Figure 14(a) shows box plots of the Dice coefficient and IoU values resulting from the segmentation of 40 images of large polyps using SLIC-based segmentation. The mean values of these metrics are 84.75% and 73.88%, respectively (See Table 5). Figure 14(b) shows similar box-plot results with LSC-based segmentation. The corresponding mean values of the Dice coefficient and the IoU are 85.68% and 75.02%, respectively (See Table 5). For small polyps, Fig. 15 shows similar box plots for the SLIC- and LSC-based segmentation methods. The mean Dice and IoU values are generally much lower than those of large polyps: 71.65% and 56.79% for the LSC-based method, and 76.31% and 62% for the SLIC-based method (See Table 5).

Fig. 14
figure 14

Box plots comparing Dice coefficient and IoU for superpixel-based segmentation across 40 large polyp images, showcasing (a) SLIC-based and (b) LSC-based segmentation results

Table 5 Mean DSC and IoU values of SLIC- and LSC-based segmentation method
Fig. 15
figure 15

Box plots comparing Dice coefficient and IoU for superpixel-based segmentation across 40 small polyp images, showcasing (a) SLIC-based and (b) LSC-based segmentation results

Furthermore, we carried out a student’s t-test to check the significance of the statistical difference between the SLIC- and LSC-based segmentation results for large and small polyps. In particular, a paired t-test comparison was performed in MS Excel. A p-value was computed for each of the Dice similarity coefficient (DSC) and the IoU values computed for 40 images of large and small polyps. The obtained p-values are summarized in Table 6. A significance level of p = 0.05 was used to assess the statistical significance of the difference between the SLIC- and LSC-based segmentation. Considering the obtained p-values for the Dice coefficient and IoU (see Table 6), the results show that there is no significant difference between the SLIC- and LSC-based methods in the segmentation of large polyps. However, for the segmentation of small polyps, the p-values show that there is a significant difference between the SLIC- and LSC-based segmentation methods. As a result, the SLIC-based method is moderately better than that of the LSC-based ones in segmenting small polyps.

Table 6 The p-values of the DSC and IoU obtained from pairwise Student’s t-tests for the difference between SLIC and LSC segmentation of 40 images of large and small polyps

4 Conclusion

In this study, we developed a superpixel-based computer-aided diagnosis system to enhance endoscopic image analysis, enabling more precise differentiation between diseased and healthy patterns in patients. Our comprehensive analysis revealed that superpixel-based classification, particularly using Linear Spectral Clustering (LSC) and Simple Linear Iterative Clustering (SLIC), is superior to traditional pixel-based methods.

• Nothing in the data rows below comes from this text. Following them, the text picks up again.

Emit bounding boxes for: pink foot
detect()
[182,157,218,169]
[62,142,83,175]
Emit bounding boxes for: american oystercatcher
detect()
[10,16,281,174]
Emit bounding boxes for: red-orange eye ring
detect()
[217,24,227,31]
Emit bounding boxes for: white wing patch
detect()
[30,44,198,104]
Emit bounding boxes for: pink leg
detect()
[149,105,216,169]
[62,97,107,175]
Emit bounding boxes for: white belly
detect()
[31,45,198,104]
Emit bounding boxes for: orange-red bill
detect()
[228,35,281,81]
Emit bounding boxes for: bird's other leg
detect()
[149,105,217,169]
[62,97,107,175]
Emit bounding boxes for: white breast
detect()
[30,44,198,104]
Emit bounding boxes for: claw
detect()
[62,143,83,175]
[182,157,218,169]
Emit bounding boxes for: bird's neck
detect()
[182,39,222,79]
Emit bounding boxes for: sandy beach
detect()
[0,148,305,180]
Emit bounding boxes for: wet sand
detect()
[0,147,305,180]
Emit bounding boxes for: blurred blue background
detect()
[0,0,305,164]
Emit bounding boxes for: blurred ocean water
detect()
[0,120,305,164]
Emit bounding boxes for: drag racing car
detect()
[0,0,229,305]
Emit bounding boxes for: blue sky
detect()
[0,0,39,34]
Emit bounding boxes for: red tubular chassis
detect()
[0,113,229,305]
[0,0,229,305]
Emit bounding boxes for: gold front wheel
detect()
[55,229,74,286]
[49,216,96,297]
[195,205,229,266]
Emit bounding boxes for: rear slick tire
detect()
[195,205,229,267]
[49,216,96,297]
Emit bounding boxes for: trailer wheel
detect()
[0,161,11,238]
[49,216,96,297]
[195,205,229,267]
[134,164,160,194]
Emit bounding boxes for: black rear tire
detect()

LSC demonstrated excellent boundary adherence and preserved image structure, while SLIC showed greater efficacy in classifying upper GI tract images, and LSC was more effective for the middle and lower GI sections, albeit with higher computational demands. The study emphasized the importance of selecting the appropriate superpixel method based on specific requirements and optimizing parameters for each classification scenario. Furthermore, we assessed segmentation quality using Dice coefficient and Intersection over Union (IoU) metrics, finding that SLIC was more effective in small polyp segmentation, while LSC matched its performance in segmenting larger polyps, illustrating the nuanced strengths and weaknesses of each method in different applications.

In the future, combined superpixel and deep learning methods for the classification of gastrointestinal (GI) diseases and landmarks can be devised. This could enable the model to capture a broader and more nuanced range of characteristics associated with GI conditions, potentially improving the diagnostic capabilities of the computer-aided diagnosis (CAD) system. The synergy between the precise segmentation provided by superpixel methods and the pattern recognition capabilities of deep learning could thus lead to a more robust and effective system for GI disease classification. Moreover, the CAD system in this study could be improved by performing a more detailed analysis of the number of superpixels, fine-tuning superpixel parameters that could affect segmentation output, and combining various types of features.